Pigs are not vegetarians. If they're well fed and haven't eaten another animal you may not have problems, but they can and will eat any sort of poultry, or any other animal that they can catch (vis the sow eating lambs, above). There will be some interaction between the animals in the same paddock, so expect it. A sore foot from a bite or a kick, a small pig butted over, that sort of stuff. 

Highlands talks quite a bit about rotational grazing, but if you look carefully at his operation you'll note that his whey feeding and hay locations are fixed and never vary. 

I understand the reasoning behind that, but having a fixed location where you feed the animals every single day means you are not rotating, at least not in the ruminant MIG sense. 
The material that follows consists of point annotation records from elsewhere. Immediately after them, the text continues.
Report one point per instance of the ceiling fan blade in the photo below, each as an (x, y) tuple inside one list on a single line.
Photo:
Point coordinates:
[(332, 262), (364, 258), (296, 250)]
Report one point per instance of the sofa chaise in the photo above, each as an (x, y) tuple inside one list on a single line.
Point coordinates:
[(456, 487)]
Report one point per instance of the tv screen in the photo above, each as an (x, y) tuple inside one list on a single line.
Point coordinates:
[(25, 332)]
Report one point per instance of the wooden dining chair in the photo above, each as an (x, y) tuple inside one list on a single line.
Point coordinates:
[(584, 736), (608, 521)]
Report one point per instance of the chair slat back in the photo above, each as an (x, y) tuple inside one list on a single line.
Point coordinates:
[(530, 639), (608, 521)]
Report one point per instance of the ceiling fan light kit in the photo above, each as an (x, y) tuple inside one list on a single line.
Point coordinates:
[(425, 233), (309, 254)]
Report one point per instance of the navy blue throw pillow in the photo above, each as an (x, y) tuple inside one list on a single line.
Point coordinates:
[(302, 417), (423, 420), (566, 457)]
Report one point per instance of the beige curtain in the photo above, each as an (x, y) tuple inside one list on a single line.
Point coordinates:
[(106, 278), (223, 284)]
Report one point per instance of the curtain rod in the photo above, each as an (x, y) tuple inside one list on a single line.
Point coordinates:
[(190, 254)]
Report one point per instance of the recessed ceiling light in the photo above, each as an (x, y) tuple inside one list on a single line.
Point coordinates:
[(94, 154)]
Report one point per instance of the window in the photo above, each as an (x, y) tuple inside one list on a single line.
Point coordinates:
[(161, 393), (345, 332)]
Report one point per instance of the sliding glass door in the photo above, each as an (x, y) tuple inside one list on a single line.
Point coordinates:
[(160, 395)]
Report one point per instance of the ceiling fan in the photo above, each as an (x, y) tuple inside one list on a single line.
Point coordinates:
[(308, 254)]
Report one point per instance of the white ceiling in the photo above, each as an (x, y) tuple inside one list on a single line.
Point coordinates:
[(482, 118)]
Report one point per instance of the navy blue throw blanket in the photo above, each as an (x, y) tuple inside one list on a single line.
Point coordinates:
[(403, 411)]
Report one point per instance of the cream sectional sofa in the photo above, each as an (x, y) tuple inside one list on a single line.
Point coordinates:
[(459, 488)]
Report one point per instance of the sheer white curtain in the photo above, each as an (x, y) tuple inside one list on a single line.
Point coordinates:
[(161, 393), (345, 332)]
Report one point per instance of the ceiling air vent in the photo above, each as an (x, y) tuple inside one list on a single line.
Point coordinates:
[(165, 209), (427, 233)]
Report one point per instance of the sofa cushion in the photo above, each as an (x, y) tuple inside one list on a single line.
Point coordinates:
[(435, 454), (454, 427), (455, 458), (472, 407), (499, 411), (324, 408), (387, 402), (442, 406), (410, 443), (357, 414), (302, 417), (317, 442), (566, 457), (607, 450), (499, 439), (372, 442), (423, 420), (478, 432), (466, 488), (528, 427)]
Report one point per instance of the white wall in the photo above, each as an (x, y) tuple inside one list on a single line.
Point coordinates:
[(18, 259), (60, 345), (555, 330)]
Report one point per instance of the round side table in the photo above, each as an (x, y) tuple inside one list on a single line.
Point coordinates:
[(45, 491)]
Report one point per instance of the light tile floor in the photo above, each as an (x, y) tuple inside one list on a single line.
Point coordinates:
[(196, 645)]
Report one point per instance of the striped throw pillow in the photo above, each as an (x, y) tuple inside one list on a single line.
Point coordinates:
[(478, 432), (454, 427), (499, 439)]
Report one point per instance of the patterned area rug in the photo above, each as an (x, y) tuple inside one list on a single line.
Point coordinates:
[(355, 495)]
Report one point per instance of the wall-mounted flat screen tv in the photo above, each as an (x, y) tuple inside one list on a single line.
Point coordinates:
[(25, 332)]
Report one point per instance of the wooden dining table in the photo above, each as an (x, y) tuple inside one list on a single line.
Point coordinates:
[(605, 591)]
MIG (Management Intensive Grazing) is a term that refers to the management of pastures for ruminants, where the animals are given a small paddock, graze it until its exhausted, and then move on to another small paddock. The grazed area is allowed to regrow for a long period -- 4 months, 6 months, in some cases as long as a year, and then the animals revisit it. Highland seems to practice open grazing from the descriptions in his blog -- a large fenced area where the animals can eat whatever they want across the entire pasture. He doesn't have a mobil water supply for his pigs, and he doesn't have a mobil feed supply. In short, he's open grazing -- which works fine, as most of the food his pigs eat is dairy waste of various sorts; the pasture, or lack of it, doesn't make any difference to his operation, in my opinion. In the pictures you can see the well-worn paths that the pigs use to get to and from the centralized feeding station. In the past he's claimed 200 pigs on 10 acres, and I'm going to say from my experience, 10 pigs on an acre of pasture means you have large patches of bare dirt in a single season. Pigs will root a bit on general principal, but they'll root more if they're hungry, and they will develop a wallow and maintain it as mud if they have their pick, for the hot weather (cooling, sunscreen) and for insect control. 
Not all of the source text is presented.